As it stands, then, the plan is thoroughly unrealistic. That is the point, Mr Kushner’s supporters argue. It is meant to offer the Palestinians a peace dividend, an incentive to accept his (perhaps) forthcoming political vision. They certainly need economic help. Unemployment in the West Bank is 17%. In Gaza it is as high as 55%. Adjusted for inflation, GDP per person is almost unchanged from 20 years ago.

But to the Palestinians this smells like a bribe from a hostile president. Mr Trump cut all American aid to them—even $25m in funding for hospitals in East Jerusalem that treat, among other things, children with cancer. He overturned decades of precedent to recognise Jerusalem as Israel’s capital. And aides hint that the political plan will give the Palestinians far less than the sovereign state along the pre-1967 borders that they demand. America’s ambassador to Israel, David Friedman, said this month that Israel had the right to annex some territory in the West Bank.

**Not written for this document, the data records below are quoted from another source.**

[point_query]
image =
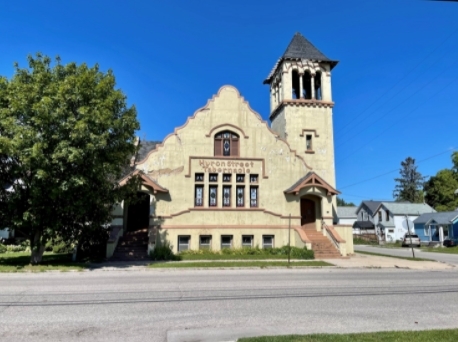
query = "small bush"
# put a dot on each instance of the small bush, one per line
(296, 252)
(163, 253)
(16, 248)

So the Palestinians are boycotting the event. Their president, Mahmoud Abbas, refused to send anyone from his government. “The deal of shame will go to hell,” he said in May. The private sector also declined invitations. Of the 5m Palestinians in the occupied territories, the only publicly-confirmed attendee is Ashraf al-Jabari, a former secret-police officer who has turned into a businessman and has cultivated unusual ties with Israeli settlers in his home town of Hebron. He also has a history of writing bum cheques

Few of the other attendees are enthusiastic. “We tried to find the lowest level of representation that wouldn’t be offensive,” quips a European diplomat in Tel Aviv. Jordan and Egypt sent only their deputy finance ministers. With the Palestinians boycotting, Arab states were reluctant to share a stage with Israeli officials. But the latter weren’t invited either because of Arab misgivings (though some Israeli businessmen did come). Even press coverage is limited: organisers did not allow most foreign journalists covering the Middle East to attend. They did accredit reporters from six Israeli outlets, who have sent slightly fawning dispatches. The country’s largest newspaper, Israel Hayom, which backs both Mr Trump and the Israeli prime minister, Binyamin Netanyahu, dubbed Bahrain the “island of hope”, an odd appellation for a kingdom that crushed a popular uprising in 2011.

And that, perhaps, points to the real outcome of the workshop. It is the most public manifestation of a long and mostly private rapprochement between Israel and the Gulf states, one the Trump administration is keen to promote. The event will do nothing to end the Israeli-Palestinian conflict. But it is another sign that the Gulf states are looking to move past that conflict. Though they are not quite ready to recognise Israel, they see it as an important regional power, an ally against a shared threat from Iran. The Palestinians have far less to offer. “All we have is our moral power,” says Mkhaimer Abu Saada, a political analyst in Gaza. That still counts for something—but less and less with each passing day.